The Supreme Court has said that a woman leaving her matrimonial home to be with her parents during her pregnancy and staying with them for a reasonable period of time is not ‘cruelty,’ and it cannot be used as a ground for divorce by her husband.

According to a bench of Justices KM Joseph and Hrishikesh Roy, it is natural for a woman to prefer to be with her parents during pregnancy, and her refusal to come to her matrimonial home during that period cannot be considered cruelty by husband and in-laws, a report by the Times of India said.

Although it concluded that the wife’s conduct was faultless in the case under consideration, it directed dissolution of marriage due to the peculiarity of the case, as the couple had been living separately for 22 years and her husband remarried immediately after receiving a divorce granted by a family court on the grounds of cruelty. The lower court’s decision was previously overturned by the Madras High Court, and now the Supreme Court has ruled that the ground of cruelty was not established.

In this case, the parties married in September 1999. She left for her matrimonial home in January after becoming pregnant, and the child was born in August 2000. Her father was ill and died in February 2001, so she stayed at her parents’ house. The husband petitioned for divorce in March, and the family court accepted his plea and granted divorce in 2004. She filed an appeal in the HC, but her husband remarried in October 2001, before her plea was heard. The HC ruled in favour of the wife, and the husband then appealed to the Supreme Court.

After hearing both sides, the Supreme Court upheld the HC order, stating that there was no cruelty and questioning the husband’s conduct in rushing to court to seek divorce after she had given birth to his child.

“As regards, the respondent (wife) not coming back, it is quite clear that she being pregnant, she had to go to her parental house. This was but natural. The pregnancy was not a smooth one as pointed out. If the wife decided to stay for some more time in her parent’s house after the child’s delivery, it is beyond our comprehension as to how such a case could have been brought before the court, and more importantly without even waiting for a reasonable period of time,” the bench said, according to the report.
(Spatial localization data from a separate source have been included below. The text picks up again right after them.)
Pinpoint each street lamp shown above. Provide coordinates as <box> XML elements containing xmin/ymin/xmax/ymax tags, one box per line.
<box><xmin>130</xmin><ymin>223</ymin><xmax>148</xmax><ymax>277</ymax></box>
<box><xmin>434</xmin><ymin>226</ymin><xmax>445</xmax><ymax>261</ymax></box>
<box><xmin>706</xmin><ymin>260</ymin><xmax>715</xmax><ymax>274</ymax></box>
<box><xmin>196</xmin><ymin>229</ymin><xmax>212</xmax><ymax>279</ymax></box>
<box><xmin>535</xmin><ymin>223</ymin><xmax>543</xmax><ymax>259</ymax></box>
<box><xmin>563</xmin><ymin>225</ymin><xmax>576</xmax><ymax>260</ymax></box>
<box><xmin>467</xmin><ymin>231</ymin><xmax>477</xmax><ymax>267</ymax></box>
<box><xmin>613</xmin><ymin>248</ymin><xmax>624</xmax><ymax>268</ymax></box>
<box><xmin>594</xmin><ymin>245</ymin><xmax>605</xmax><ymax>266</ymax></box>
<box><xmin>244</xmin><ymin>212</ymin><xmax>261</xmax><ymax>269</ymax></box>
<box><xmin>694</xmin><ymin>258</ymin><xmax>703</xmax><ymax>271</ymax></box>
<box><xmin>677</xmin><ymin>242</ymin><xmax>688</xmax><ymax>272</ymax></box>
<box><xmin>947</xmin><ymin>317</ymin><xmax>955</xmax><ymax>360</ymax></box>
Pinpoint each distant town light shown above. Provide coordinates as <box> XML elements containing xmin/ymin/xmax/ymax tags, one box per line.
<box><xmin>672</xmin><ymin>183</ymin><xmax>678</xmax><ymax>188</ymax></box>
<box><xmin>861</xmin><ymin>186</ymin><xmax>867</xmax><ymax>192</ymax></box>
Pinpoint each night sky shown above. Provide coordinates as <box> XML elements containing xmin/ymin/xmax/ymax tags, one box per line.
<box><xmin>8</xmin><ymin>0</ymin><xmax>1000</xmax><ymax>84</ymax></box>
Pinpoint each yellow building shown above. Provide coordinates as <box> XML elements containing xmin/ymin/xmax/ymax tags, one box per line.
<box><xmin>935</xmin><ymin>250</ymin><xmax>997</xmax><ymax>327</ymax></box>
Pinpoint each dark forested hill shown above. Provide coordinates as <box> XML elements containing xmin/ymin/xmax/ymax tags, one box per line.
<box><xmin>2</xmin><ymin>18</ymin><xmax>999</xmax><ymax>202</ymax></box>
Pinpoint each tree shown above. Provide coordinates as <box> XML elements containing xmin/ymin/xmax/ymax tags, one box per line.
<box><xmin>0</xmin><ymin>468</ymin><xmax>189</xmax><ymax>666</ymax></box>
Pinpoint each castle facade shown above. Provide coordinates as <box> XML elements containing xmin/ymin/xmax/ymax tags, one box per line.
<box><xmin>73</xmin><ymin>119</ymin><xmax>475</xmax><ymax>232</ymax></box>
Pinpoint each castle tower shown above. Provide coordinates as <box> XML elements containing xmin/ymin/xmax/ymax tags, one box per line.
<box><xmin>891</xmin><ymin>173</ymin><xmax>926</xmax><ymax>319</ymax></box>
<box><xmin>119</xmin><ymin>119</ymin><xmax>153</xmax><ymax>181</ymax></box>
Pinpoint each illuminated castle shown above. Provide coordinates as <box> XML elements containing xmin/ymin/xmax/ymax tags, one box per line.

The bench further said that the appellant (husband), oblivious to the fact that he had fathered a child, had rushed to court and filed a petition for divorce. “We cannot be oblivious to the respondent’s father’s death. Considering these facts, we do not see any basis for the appellant to challenge the findings that there is no cruelty on the part of the respondent,” it said.

Noting that the parties’ relationship had become dead and that the situation had become more complicated due to the husband’s second marriage and the child born from it, the bench said it would be in the best interests of all parties if the marriage was dissolved and ordered the husband to pay her Rs 20 lakh.